The Economist this week noted the continuing need for international intervention that doesn’t seem to be coming:
The time for such geopolitical caution is past. The interim government needs and deserves help. Although the bloodletting seemed to be subsiding as The Economist went to press, the misery of the refugees needs to be alleviated. Relief supplies are needed on both sides of the border. The UN’s proposal to set up an “aid corridor” is welcome and urgent. Persuading terrified refugees to go home may require a peacekeeping force, organised either in the region or by the UN. Failure to safeguard the refugees’ return would be to accede in an ethnic cleansing that would set a terrible precedent in Central Asia and beyond.
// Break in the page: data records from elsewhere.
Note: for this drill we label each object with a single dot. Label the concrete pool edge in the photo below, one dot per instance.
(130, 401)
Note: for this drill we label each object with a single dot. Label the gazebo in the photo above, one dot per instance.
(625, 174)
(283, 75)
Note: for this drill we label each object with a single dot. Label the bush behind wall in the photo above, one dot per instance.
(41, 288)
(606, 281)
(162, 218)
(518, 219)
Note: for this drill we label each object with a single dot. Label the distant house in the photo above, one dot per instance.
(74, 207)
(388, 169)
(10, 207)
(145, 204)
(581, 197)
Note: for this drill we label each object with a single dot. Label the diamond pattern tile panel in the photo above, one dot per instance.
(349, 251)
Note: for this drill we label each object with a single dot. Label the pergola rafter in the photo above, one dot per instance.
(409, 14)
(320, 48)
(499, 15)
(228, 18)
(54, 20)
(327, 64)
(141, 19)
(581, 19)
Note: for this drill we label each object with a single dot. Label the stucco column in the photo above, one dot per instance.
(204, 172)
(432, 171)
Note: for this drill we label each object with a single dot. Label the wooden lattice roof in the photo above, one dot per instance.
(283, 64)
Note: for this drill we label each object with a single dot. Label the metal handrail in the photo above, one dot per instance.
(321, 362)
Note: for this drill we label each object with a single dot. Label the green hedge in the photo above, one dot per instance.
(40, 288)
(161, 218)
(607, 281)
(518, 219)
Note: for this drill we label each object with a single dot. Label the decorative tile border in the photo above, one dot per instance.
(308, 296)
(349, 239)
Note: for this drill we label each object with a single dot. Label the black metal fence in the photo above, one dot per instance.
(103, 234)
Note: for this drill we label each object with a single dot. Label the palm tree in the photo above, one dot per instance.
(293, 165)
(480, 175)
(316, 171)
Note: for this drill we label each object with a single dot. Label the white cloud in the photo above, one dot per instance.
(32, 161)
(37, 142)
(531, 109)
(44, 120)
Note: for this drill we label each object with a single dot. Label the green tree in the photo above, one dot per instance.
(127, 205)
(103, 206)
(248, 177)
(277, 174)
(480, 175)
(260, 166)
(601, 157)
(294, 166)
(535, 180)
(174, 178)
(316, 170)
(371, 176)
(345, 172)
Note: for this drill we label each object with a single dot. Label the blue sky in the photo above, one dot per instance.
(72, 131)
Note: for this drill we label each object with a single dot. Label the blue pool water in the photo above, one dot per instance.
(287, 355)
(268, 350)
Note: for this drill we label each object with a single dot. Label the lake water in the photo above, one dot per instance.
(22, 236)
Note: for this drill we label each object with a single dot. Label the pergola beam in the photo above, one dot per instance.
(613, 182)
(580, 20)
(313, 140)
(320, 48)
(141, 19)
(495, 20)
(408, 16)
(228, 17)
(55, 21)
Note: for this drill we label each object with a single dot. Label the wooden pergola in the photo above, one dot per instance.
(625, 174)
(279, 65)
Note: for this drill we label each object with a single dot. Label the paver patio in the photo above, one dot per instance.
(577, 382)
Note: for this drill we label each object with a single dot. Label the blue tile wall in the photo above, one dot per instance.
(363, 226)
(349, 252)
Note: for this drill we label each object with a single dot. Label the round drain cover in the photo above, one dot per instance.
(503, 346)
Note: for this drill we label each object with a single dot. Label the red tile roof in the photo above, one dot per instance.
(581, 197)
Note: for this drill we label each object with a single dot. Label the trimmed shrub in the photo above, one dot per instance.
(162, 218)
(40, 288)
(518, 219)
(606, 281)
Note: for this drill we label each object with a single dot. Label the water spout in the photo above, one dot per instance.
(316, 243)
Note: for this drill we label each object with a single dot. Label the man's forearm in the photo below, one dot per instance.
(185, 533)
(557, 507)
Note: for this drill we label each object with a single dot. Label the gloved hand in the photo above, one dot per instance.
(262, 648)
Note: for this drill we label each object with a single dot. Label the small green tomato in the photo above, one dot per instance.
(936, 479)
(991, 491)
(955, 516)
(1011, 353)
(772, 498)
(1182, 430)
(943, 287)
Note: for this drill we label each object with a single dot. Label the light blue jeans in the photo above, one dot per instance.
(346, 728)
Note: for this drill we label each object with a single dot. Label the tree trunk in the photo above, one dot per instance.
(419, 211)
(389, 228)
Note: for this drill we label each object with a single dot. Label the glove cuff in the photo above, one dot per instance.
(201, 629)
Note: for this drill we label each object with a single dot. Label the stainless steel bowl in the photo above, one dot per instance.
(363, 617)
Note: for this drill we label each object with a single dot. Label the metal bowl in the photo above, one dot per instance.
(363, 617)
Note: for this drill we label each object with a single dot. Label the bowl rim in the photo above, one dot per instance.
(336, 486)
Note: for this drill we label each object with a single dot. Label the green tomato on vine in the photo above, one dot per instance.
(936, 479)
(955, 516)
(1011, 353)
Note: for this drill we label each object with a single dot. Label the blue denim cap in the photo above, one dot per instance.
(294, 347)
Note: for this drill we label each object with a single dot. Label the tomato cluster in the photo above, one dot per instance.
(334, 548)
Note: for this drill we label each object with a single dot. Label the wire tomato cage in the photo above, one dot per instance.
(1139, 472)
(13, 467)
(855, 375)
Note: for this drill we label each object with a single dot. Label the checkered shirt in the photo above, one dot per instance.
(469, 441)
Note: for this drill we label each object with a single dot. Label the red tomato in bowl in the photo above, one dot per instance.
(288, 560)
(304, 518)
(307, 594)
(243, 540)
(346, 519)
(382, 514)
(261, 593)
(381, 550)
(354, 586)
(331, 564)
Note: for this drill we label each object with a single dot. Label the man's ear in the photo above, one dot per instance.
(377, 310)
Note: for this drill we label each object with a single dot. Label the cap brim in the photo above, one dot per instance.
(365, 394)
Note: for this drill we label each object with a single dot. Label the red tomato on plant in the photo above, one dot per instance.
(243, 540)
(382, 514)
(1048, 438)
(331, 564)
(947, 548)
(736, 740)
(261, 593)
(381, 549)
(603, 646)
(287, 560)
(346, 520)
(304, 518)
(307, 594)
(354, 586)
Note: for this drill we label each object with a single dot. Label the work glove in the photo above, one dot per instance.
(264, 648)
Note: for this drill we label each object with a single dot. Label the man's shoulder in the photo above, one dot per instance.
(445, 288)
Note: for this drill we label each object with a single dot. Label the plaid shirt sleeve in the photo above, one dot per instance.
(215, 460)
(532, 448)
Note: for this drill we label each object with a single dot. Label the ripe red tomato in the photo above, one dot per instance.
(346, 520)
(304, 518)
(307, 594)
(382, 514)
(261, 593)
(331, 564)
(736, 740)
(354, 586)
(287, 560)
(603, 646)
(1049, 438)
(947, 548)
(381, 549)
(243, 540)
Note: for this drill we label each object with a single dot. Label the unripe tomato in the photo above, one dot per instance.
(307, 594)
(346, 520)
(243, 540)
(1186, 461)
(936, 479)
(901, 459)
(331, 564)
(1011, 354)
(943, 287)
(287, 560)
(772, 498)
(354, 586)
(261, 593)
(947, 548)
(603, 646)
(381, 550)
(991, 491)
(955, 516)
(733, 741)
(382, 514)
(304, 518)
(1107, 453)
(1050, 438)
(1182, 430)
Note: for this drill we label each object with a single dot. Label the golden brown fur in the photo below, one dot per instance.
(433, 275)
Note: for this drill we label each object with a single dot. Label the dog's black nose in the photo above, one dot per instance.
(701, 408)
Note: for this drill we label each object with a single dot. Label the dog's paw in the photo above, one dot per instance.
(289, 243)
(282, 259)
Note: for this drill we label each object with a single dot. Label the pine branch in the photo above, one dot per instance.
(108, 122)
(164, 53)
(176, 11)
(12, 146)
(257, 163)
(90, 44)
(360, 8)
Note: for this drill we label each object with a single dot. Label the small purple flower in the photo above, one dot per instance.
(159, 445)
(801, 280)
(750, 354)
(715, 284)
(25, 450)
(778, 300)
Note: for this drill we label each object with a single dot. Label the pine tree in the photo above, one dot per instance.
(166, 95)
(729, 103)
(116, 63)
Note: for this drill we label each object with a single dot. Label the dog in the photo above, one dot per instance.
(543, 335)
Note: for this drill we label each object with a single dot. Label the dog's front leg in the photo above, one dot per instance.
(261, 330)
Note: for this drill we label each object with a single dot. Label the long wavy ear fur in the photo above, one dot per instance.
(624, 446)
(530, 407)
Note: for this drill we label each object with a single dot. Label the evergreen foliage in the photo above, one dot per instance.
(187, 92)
Better to pursue multi-ethnic harmony within Stalin’s hateful legacy than to redraw the map.
Furthermore, as I blogged previously, eyewitnesses (one now with video evidence, reported in The Economist this week) in Uzbek neighborhoods saw regular Kyrgyz troops actively assisting the anti-Uzbek mobs in several cities, either clearing their paths with military vehicles or even joining the shooting of civilians. Thus only an outside peacekeeping force will be sufficient to reassure Uzbek civilians that it is safe to return to their homes or to normal activities. None is on the way.
The mayor of this southern city [Osh, where most of the killing occurred] issued an ultimatum that Uzbeks voluntarily dismantle the barricades they have sheltered behind by Sunday night or force would be used to eliminate the barriers, some made with the wreckage of trucks destroyed in the rioting, minibuses and large boulders. The Uzbeks have been holed up in their neighborhoods for days in the wake of the ethnic violence that killed thousands and caused a massive refugee crisis.
“To create zones where the government does not have power, we are never going to allow that,” said the mayor, Melisbek Myrzakmatov.
Uzbek leaders immediately rejected his demand.
[…]
Uzbeks have said the Kyrgyz military took part in the attacks, and they have repeatedly said that they will not get rid of the barricades because they have no confidence that the provisional Kyrgyz government will protect them.
Ethnic Kyrgyz also died in the rioting, but it appears that most of the casualties and damage were in Uzbek neighborhoods.
This isn’t going to fix itself. But the world doesn’t care.